In this study, we established a novel workflow to optimize the genome annotation of Tetrahymena that integrated large-scale transcriptomic data, including RNA-seq data from different cell stages, ssRNA-seq data, Nanopore DRS data and Cap-seq data. Most importantly, epigenetic data including H3K4me3, H2A.Z, 6mA and nucleosome along with ATAC-seq data were incorporated. This comprehensive dataset enabled the optimization of gene models, the accurate identification of TSS and TES, the augmentation of UTR information, the updated annotation of protein functions, and the addition of AS isoforms.

Our updated gene model (TGD2024) (Supplementary Figure S3) comprises a total of 26,961 protein-coding genes, including 26,687 well-annotated and 274 low-confidence genes. Compared to TGD2021, we annotated 2,481 new genes, and optimized 23,936 genes including 3,878 exon-altered genes, 169 orientation-reversed genes, 17,301 TSS-altered genes, 1,379 fused genes and 1,136 partitioned genes. The overall improvement of TGD2024 gene models over TGD2021 was also demonstrated by the BUSCO assessment, revealing 100% completeness of BUSCO orthologs in TGD2024 (Supplementary Figure S13I). We also increased the number of AS isoforms to a total of 8,339, annotated an additional 1,732 functional genes and 1,064 non-coding RNA genes transcribed by Pol I and Pol III. Furthermore, we identified a large pool of NATs that might generate a diverse and extensive repertoire of potential regulatory RNAs.
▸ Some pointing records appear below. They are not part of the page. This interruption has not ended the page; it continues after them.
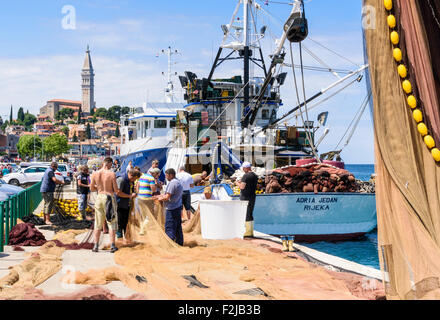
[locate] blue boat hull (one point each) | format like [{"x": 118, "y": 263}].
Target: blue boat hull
[
  {"x": 328, "y": 216},
  {"x": 314, "y": 217},
  {"x": 143, "y": 159}
]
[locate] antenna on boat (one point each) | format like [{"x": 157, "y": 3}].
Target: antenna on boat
[{"x": 169, "y": 90}]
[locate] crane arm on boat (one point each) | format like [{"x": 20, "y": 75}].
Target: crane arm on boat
[
  {"x": 317, "y": 95},
  {"x": 295, "y": 30}
]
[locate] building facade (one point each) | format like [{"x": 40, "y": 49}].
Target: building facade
[
  {"x": 52, "y": 107},
  {"x": 88, "y": 84}
]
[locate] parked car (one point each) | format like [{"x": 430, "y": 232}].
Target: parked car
[
  {"x": 29, "y": 175},
  {"x": 8, "y": 189},
  {"x": 3, "y": 196},
  {"x": 66, "y": 172}
]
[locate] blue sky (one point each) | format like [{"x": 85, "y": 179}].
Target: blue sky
[{"x": 40, "y": 60}]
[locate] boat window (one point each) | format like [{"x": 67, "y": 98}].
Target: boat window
[{"x": 160, "y": 124}]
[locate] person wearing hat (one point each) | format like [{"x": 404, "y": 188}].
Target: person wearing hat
[
  {"x": 248, "y": 186},
  {"x": 207, "y": 194}
]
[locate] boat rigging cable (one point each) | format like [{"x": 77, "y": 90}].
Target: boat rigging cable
[
  {"x": 355, "y": 120},
  {"x": 326, "y": 98},
  {"x": 308, "y": 133}
]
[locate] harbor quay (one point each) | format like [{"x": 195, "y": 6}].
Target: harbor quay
[{"x": 63, "y": 266}]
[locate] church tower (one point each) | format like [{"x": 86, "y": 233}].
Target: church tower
[{"x": 88, "y": 84}]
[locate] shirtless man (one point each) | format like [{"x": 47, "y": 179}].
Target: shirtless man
[{"x": 104, "y": 181}]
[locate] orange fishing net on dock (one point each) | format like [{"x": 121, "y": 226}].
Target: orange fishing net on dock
[{"x": 210, "y": 269}]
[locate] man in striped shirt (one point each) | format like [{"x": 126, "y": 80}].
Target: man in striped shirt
[{"x": 147, "y": 184}]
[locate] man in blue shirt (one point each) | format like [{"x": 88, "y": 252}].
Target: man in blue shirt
[
  {"x": 47, "y": 189},
  {"x": 173, "y": 204}
]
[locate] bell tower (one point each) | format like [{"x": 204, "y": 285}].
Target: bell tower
[{"x": 88, "y": 84}]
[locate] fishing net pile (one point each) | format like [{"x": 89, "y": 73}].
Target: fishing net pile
[
  {"x": 25, "y": 234},
  {"x": 209, "y": 269},
  {"x": 59, "y": 223},
  {"x": 40, "y": 265},
  {"x": 405, "y": 84},
  {"x": 314, "y": 178}
]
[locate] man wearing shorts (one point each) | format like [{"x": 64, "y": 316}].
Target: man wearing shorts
[
  {"x": 104, "y": 181},
  {"x": 173, "y": 203},
  {"x": 187, "y": 182},
  {"x": 83, "y": 190}
]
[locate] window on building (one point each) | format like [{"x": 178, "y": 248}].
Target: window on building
[{"x": 160, "y": 124}]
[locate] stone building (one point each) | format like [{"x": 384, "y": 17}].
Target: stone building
[{"x": 88, "y": 94}]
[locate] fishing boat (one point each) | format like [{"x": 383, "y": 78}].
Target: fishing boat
[
  {"x": 230, "y": 120},
  {"x": 402, "y": 49},
  {"x": 146, "y": 132}
]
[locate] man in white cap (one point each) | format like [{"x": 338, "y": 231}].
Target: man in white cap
[{"x": 248, "y": 186}]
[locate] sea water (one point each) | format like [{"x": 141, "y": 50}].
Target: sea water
[{"x": 363, "y": 250}]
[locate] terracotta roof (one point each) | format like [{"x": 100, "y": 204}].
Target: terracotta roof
[{"x": 66, "y": 101}]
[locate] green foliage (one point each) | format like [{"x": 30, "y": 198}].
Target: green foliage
[
  {"x": 29, "y": 120},
  {"x": 26, "y": 146},
  {"x": 4, "y": 125},
  {"x": 114, "y": 113},
  {"x": 55, "y": 145},
  {"x": 80, "y": 121},
  {"x": 64, "y": 114},
  {"x": 125, "y": 110},
  {"x": 65, "y": 130},
  {"x": 101, "y": 113},
  {"x": 20, "y": 115},
  {"x": 88, "y": 131}
]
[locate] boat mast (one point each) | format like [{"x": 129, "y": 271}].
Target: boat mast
[
  {"x": 246, "y": 53},
  {"x": 169, "y": 90}
]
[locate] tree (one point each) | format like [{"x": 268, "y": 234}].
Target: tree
[
  {"x": 5, "y": 125},
  {"x": 29, "y": 120},
  {"x": 114, "y": 113},
  {"x": 55, "y": 145},
  {"x": 64, "y": 114},
  {"x": 20, "y": 115},
  {"x": 65, "y": 130},
  {"x": 88, "y": 131},
  {"x": 80, "y": 116},
  {"x": 101, "y": 113},
  {"x": 125, "y": 110},
  {"x": 26, "y": 145}
]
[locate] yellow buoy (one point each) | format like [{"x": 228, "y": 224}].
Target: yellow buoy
[
  {"x": 391, "y": 21},
  {"x": 429, "y": 141},
  {"x": 394, "y": 37},
  {"x": 412, "y": 101},
  {"x": 407, "y": 87},
  {"x": 388, "y": 4},
  {"x": 418, "y": 116},
  {"x": 397, "y": 54},
  {"x": 402, "y": 71},
  {"x": 435, "y": 154},
  {"x": 422, "y": 129}
]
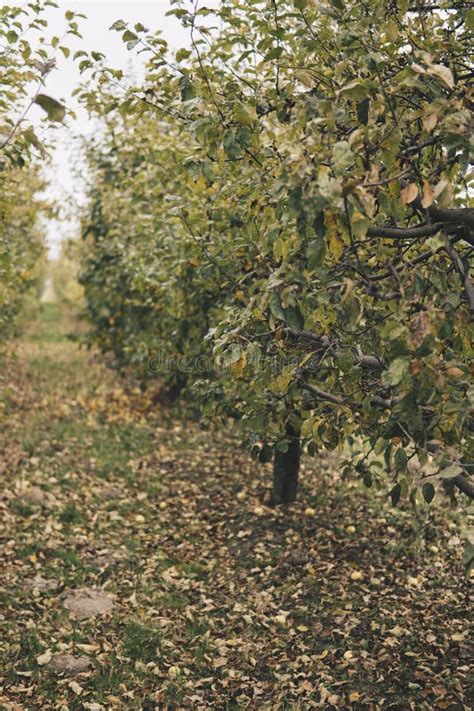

Our work will largely advance Tetrahymena biology studies and the conceptual framework we employed here holds substantial promise for facilitating genome annotation in other eukaryotes. Besides epigenetic marks employed in this study, other conserved epigenetic marks, such as histone H3 lysine 27 trimethylation (H3K27me3) (103), H3K14 acetylation (H3K14ac) (104) and H3K23ac (105) at the 5′ ends of gene bodies in human, can further enhance TSS annotation. Likewise, marks located at the 3′ ends of human genes, including H3K4 monomethylation (H3K4me1) (106) and H3K36me3 (106), could potentially be utilized to improve TES annotation. This underscores the broad applicability and robust potential of employing epigenetic marks for gene annotation and optimization.

Data availability

Scripts for data generation and analysis are available in github: https://github.com/yefei521/GAET. The polished genome, gene annotation (including genes, AS isoforms and natural antisense transcripts), CDS sequences and protein sequences have all been uploaded to NCBI (PRJNA1048844) and GitHub (https://github.com/yefei521/GAET/releases/tag/V2024.2). Gene annotations and genomic data are available at Tetrahymena Genome Database (tet.ciliate.org). Our SMRT-seq 6mA data is available at the NCBI database (BioProject accession number: PRJNA932808) (31). ChIP-seq (H3K4me3 and H2A.Z), MNase-seq, RNA-seq, strand-specific RNA-seq, Nanopore direct RNA sequencing, ATAC-seq and Cap-seq data from the current work are deposited at the NCBI database (BioProject accession number: PRJNA1048844). Data and code are also deposited in Zenodo and the doi is https://doi-org-443.vpnm.ccmu.edu.cn/10.5281/zenodo.14048241.

Supplementary data

Supplementary Data are available at NAR Online.

Acknowledgements

We thank members of the Gao laboratory for discussion. Our special thanks are given to Dr Weibo Song (Ocean University of China, China) and Dr Yifan Liu (University of Southern California, USA) for their kind suggestions during preparation of the manuscript and Dr Jun Wang (Institute of Microbiology, Chinese Academy of Sciences) for his advice on Nanopore direct RNA sequencing and analysis. We appreciate the computing resources provided by the Institute of Evolution & Marine Biodiversity in OUC, the Center for High Performance Computing and System Simulation at Laoshan Laboratory and Marine Big Data Center of Institute for Advanced Ocean Study of OUC.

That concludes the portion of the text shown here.